Insgesamt wird das Spiel von vielen Spielerinnen und Spielern sehr gut aufgenommen, und das deckt sich mit meinem Eindruck. Es ist ein klares Highlight im modernen Kennerspielbereich, ohne dabei abschreckend sperrig zu sein.
Wer in Brettspielen vor allem schnelle Bauchentscheidungen oder lautes Chaos liebt, wird hier wahrscheinlich nicht warm. Die Stärken liegen klar in der ruhigen Planung und im Aufbau der eigenen Maschine, nicht im direkten Konflikt.
Auch Einsteiger, die noch nie an einem Engine Builder gesessen haben, brauchen eine erste Lernpartie, bis die Verzahnung der vier Eigenschaftsleisten wirklich klickt. Diese Investition lohnt sich aber, weil das Spiel dann frustfrei und sehr belohnend wird.

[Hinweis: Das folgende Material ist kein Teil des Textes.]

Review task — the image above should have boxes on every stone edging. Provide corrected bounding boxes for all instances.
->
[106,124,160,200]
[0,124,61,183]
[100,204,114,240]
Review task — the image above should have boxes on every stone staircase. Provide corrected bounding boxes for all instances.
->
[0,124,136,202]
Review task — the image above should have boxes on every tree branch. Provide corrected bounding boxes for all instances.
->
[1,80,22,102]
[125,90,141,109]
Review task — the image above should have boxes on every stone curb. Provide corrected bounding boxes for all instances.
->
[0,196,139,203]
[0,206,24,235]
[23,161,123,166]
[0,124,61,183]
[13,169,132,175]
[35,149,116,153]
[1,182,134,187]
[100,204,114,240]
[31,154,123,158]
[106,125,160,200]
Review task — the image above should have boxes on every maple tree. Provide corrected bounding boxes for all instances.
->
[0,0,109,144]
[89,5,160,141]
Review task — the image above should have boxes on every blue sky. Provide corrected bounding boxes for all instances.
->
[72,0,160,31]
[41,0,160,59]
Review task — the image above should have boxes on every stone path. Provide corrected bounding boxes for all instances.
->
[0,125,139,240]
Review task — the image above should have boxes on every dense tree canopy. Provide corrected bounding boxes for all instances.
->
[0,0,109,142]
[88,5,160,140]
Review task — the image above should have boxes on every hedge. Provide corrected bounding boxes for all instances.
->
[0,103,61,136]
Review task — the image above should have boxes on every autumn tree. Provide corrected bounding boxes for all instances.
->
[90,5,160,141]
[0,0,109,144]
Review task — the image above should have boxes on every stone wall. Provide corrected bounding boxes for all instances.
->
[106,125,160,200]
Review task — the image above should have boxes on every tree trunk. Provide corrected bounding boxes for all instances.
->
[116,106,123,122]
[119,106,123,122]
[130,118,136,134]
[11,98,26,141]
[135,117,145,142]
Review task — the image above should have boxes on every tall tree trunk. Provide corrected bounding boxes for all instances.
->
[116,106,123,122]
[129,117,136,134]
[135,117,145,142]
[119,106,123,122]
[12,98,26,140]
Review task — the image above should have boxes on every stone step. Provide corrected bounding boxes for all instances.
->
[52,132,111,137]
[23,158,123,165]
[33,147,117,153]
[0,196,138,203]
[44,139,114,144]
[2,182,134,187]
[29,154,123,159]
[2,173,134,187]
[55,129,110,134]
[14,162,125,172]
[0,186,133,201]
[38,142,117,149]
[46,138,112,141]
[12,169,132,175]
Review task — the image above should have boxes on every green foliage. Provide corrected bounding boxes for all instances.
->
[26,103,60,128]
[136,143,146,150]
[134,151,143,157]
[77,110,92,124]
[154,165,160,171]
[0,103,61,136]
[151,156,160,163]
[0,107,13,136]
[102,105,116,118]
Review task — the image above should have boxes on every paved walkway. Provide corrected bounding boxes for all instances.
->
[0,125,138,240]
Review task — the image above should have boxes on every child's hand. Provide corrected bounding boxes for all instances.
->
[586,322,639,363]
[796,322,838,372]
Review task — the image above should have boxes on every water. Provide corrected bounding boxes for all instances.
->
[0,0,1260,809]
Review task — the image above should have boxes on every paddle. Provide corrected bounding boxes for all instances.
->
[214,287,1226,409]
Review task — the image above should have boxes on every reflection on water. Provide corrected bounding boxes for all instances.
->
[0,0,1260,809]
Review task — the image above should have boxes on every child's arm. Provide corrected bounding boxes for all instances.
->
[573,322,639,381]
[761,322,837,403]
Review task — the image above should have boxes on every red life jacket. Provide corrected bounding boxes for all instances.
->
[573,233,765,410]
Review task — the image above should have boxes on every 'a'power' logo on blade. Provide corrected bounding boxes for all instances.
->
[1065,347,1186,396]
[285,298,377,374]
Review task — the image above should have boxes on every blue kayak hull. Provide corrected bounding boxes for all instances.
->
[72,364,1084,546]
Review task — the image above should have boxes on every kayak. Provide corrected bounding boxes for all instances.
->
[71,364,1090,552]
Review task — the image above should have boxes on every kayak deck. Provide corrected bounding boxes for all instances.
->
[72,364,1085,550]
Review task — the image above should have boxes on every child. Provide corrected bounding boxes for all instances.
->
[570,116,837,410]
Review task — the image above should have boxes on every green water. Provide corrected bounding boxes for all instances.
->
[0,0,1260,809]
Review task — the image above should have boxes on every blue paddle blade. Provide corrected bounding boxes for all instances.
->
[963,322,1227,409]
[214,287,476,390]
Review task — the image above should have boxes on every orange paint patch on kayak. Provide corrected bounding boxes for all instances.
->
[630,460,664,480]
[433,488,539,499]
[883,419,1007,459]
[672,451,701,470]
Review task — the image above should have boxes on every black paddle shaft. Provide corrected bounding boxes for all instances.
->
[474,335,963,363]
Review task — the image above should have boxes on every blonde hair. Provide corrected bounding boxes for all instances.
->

Für mich ist Endeavor: Die Tiefsee einer der stärksten Engine Builder der letzten Zeit, weil Mechanik und Thema so sauber zusammenpassen. Forschung und Meeresschutz sind hier nicht nur Etikett, sondern spürbar mit den vier Eigenschaften, dem Einflusssystem und den Forschungsberichten verbunden.